(Oleh: Gusti Omkang Hingmane,S.Pd.,Gr, alumnus FKIP Bahasa Inggris, UNDANA)
Menurut Kamus Besar Bahasa Indonesia, nota artinya, 1) surat peringatan (penunjukan, catatan); 2) surat keterangan resmi (dari duta kepada pemerintah suatu negara atau sebaliknya); 3) surat penjelasan resmi dari jawatan (pemerintah, pemerintah daerah, dan sebagainya). Sedangkan nota yang dimaksud saya adalah, para pemakan ubi jalar, yang ada di Papua, pada umumnya, dan Kabupaten Dogiyai, pada khususnya.

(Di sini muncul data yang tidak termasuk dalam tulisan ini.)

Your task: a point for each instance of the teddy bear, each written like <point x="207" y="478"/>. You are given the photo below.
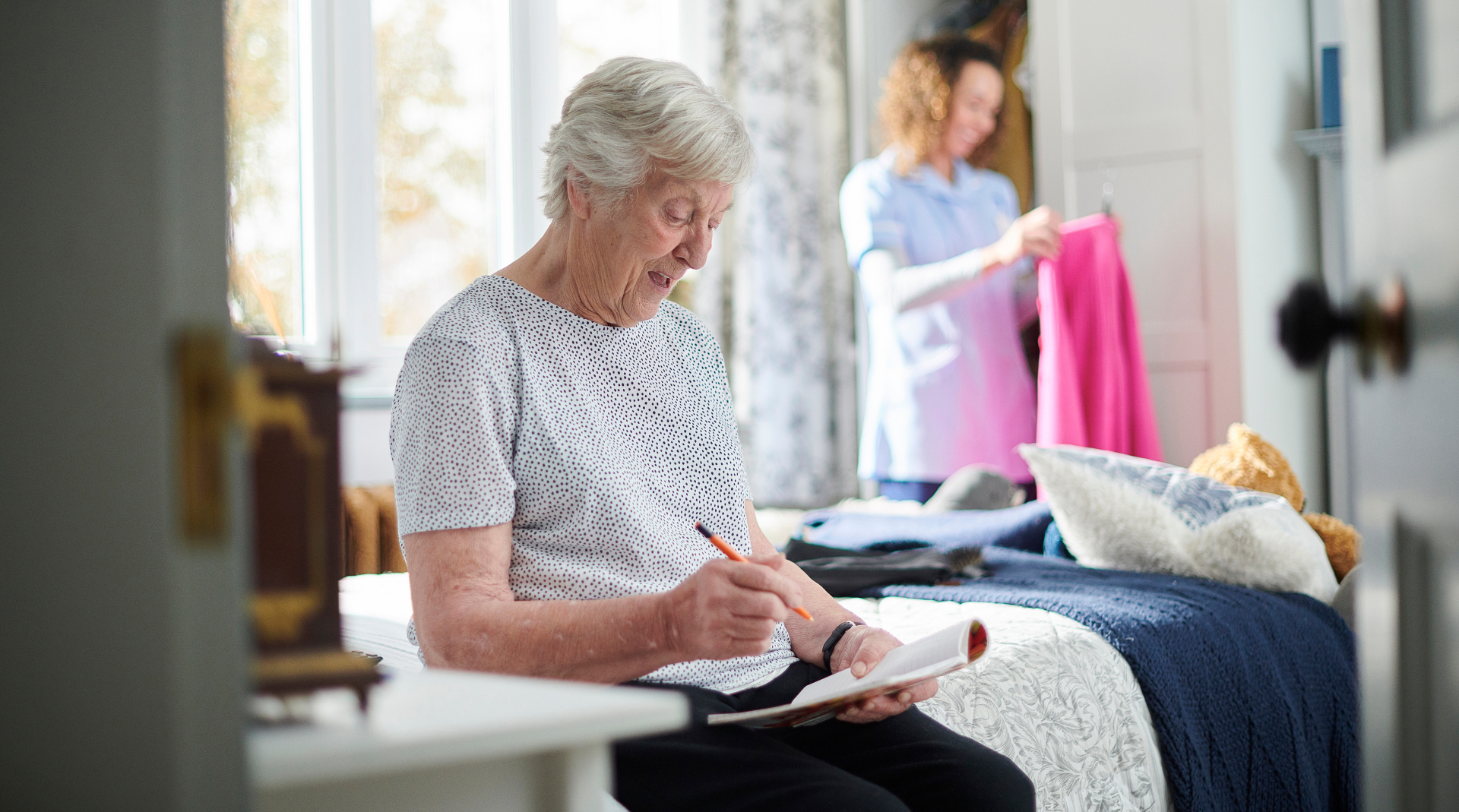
<point x="1248" y="461"/>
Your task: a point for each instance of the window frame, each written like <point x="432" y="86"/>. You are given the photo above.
<point x="337" y="122"/>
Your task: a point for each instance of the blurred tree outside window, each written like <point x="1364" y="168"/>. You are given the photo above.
<point x="266" y="286"/>
<point x="434" y="76"/>
<point x="438" y="109"/>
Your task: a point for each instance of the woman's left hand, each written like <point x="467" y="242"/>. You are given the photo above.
<point x="1035" y="234"/>
<point x="859" y="650"/>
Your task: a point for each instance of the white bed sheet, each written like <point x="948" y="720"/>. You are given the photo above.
<point x="1049" y="693"/>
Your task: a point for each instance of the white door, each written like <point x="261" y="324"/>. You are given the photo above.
<point x="1134" y="93"/>
<point x="1401" y="125"/>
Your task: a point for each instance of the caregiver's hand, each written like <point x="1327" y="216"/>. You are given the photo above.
<point x="859" y="650"/>
<point x="729" y="608"/>
<point x="1036" y="234"/>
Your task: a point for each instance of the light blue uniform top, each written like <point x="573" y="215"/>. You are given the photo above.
<point x="948" y="384"/>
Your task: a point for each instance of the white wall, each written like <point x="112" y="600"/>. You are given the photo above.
<point x="1191" y="106"/>
<point x="126" y="677"/>
<point x="365" y="447"/>
<point x="1276" y="225"/>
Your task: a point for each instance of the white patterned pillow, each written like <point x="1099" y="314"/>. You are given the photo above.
<point x="1128" y="513"/>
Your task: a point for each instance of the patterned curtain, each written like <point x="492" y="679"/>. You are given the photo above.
<point x="780" y="296"/>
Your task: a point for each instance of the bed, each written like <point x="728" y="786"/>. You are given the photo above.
<point x="1049" y="693"/>
<point x="1112" y="690"/>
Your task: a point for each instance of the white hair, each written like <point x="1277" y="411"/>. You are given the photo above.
<point x="634" y="115"/>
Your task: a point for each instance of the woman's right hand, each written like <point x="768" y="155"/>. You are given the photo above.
<point x="729" y="608"/>
<point x="1035" y="234"/>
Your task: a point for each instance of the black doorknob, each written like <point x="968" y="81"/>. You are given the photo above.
<point x="1308" y="324"/>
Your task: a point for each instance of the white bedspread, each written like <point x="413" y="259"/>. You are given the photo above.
<point x="1049" y="693"/>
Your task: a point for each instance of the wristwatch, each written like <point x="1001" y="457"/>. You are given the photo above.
<point x="835" y="637"/>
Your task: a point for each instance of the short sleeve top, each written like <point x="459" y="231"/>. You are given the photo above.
<point x="600" y="445"/>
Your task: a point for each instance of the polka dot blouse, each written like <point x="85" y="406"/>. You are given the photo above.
<point x="600" y="445"/>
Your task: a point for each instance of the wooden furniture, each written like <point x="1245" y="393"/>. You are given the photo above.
<point x="456" y="741"/>
<point x="371" y="532"/>
<point x="292" y="419"/>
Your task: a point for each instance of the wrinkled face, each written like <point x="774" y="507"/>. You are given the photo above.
<point x="972" y="108"/>
<point x="631" y="255"/>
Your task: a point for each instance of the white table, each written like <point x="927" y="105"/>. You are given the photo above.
<point x="456" y="741"/>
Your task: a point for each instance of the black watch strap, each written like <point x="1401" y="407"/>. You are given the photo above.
<point x="835" y="637"/>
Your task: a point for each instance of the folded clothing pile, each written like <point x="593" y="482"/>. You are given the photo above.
<point x="1019" y="528"/>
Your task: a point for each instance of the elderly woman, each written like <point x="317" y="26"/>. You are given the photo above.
<point x="559" y="428"/>
<point x="940" y="250"/>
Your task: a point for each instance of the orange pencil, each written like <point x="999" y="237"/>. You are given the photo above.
<point x="730" y="553"/>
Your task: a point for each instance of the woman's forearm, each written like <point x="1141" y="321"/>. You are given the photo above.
<point x="610" y="640"/>
<point x="913" y="286"/>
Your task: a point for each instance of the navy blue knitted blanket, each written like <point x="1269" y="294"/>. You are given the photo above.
<point x="1254" y="694"/>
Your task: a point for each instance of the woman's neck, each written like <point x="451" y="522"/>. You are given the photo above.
<point x="943" y="162"/>
<point x="543" y="271"/>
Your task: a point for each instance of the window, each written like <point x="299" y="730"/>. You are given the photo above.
<point x="384" y="153"/>
<point x="266" y="251"/>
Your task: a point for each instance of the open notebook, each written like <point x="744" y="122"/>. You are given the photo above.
<point x="937" y="653"/>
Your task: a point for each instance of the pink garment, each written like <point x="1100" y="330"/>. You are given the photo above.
<point x="1093" y="390"/>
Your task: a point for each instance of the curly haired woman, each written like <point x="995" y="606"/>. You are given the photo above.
<point x="942" y="254"/>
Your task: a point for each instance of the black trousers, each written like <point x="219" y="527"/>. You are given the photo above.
<point x="899" y="764"/>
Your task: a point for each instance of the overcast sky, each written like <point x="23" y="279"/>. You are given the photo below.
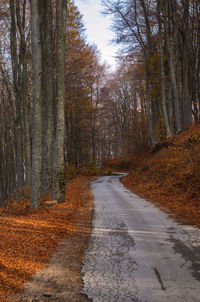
<point x="97" y="28"/>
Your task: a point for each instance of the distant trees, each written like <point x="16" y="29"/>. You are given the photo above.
<point x="163" y="36"/>
<point x="59" y="105"/>
<point x="48" y="97"/>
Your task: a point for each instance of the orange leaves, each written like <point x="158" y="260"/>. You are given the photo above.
<point x="28" y="241"/>
<point x="172" y="178"/>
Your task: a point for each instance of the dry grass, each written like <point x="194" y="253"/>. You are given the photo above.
<point x="27" y="241"/>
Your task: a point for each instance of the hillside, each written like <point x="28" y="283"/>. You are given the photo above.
<point x="170" y="177"/>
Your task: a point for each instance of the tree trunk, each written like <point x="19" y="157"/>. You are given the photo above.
<point x="59" y="164"/>
<point x="36" y="122"/>
<point x="172" y="70"/>
<point x="162" y="73"/>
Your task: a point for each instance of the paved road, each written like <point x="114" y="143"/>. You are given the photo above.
<point x="137" y="252"/>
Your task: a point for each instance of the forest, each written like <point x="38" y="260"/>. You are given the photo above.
<point x="61" y="107"/>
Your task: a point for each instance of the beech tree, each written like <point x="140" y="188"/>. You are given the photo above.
<point x="37" y="118"/>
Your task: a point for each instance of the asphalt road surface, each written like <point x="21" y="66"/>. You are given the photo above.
<point x="137" y="252"/>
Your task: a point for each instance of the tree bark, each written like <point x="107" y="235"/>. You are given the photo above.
<point x="36" y="121"/>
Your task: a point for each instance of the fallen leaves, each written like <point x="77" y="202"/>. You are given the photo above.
<point x="172" y="179"/>
<point x="28" y="241"/>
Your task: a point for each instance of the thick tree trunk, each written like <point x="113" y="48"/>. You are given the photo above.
<point x="36" y="122"/>
<point x="187" y="106"/>
<point x="16" y="81"/>
<point x="162" y="73"/>
<point x="59" y="163"/>
<point x="172" y="69"/>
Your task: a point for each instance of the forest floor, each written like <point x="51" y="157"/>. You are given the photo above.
<point x="170" y="177"/>
<point x="41" y="252"/>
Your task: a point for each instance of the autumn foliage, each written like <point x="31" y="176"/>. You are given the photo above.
<point x="27" y="241"/>
<point x="171" y="176"/>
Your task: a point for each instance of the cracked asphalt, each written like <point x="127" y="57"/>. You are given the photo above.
<point x="137" y="252"/>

Pada media ini, saya lebih cenderung memusatkan kata nota untuk siswa/siswi yang makanan utamanya adalah ubi jalar. Secara kasat mata memang benar, ada nota yang dikonsumsi dan ada nota yang seharusnya benar-benar harus disosialsaikan oleh pihak yang berwenang dalam dunia pendidikan, yang berkaitan dengan guru dan tugas pokoknya, di pulau Papua, khususnya Kabupaten Dogiyai.
Ketika hal itu dikaitkan dengan realitas pendidikan, banyak guru yang masih harus digembleng agar bisa menjadikan nota-nota yang baik kualitasnya. Guru-guru yang benar-benar guru. Bukan hanya guru asal-asalan, yang kerjanya cuma mengajar melulu. Bukan guru masuk kelas pada tanggal muda, atau saat pembagian dana bos, atau datang pukul 10.00 dan pulang 10.10 pagi.
Bertalian dengan hal di atas, dampaknya adalah, tingkat kebrutalan siswa/siswi sangat tinggi. Katakanlah, para pelajar yang sangat kurang beretika baik kepada guru-guru (saya sendiri pernah diusir dengan parang oleh siswa) maupun antar sesama; suka melawan; tidak mau mengerjakan tugas; sukanya bermain; disuruh belajar, acuh tak acuh. Entah mengapa? Itu pun masih dalam pertanyaan besar saya. Apakah karena kurang berpendidikannya orang tua, atau tingkat partisiapsi pelajar dalam kegiatan belajar yang sangat minim, atau kurang profesionalnya guru-guru yang ada? Dalam syairnya Ebit bahwa, mari kita bertanya pada rumput yang bergoyang.
Hal yang lebih serius lagi, pemahaman terhadap Bahasa Indonesia sangat minim. Kami yang guru SM-3T, sungguh sangat sulit dalam mengajar. Hal yang sama diulang-ulang sampai tenggorokan bergoyang pun sulit dipahami. Pada hal, Bahasa Indonesia adalah Bahasa Nasional. Apakah Papua adalah NKRI? Ya, sangat NKRI.
Hal seperti di atas harus segera dinotai kepada pemerintah daerah, dalam hal ini dinas pendidikan, oleh pemerintah propinsi atau Kementerian pendidikan, untuk segera dibenahi, khususnya dinas Pendidikan dan sekolah-sekolahnya. Karena, sungguh malang anak-anak nota di negeri Papua. Guru-guru tidak mengerti dengan bidang studi yang yang diajar, tetapi harus mengajar. Dan guru-guru juga masih mengajar rangkap.
Dan hal ini juga harus segera dievaluasi sedini mungkin, pada setiap Universitas yang menjebolkan putra/putri dari daerah Papua. Tolong orientasikan kualitan kependidikan, bukan hanya money oriented, but quality oriented.
Dengan ada solusi untuk setiap persoalan di atas, saya pikir, para nota alias pelajar, yang adalah mutiara hitam, akan menjadi banyak Denis yang luar biasa. Semoga!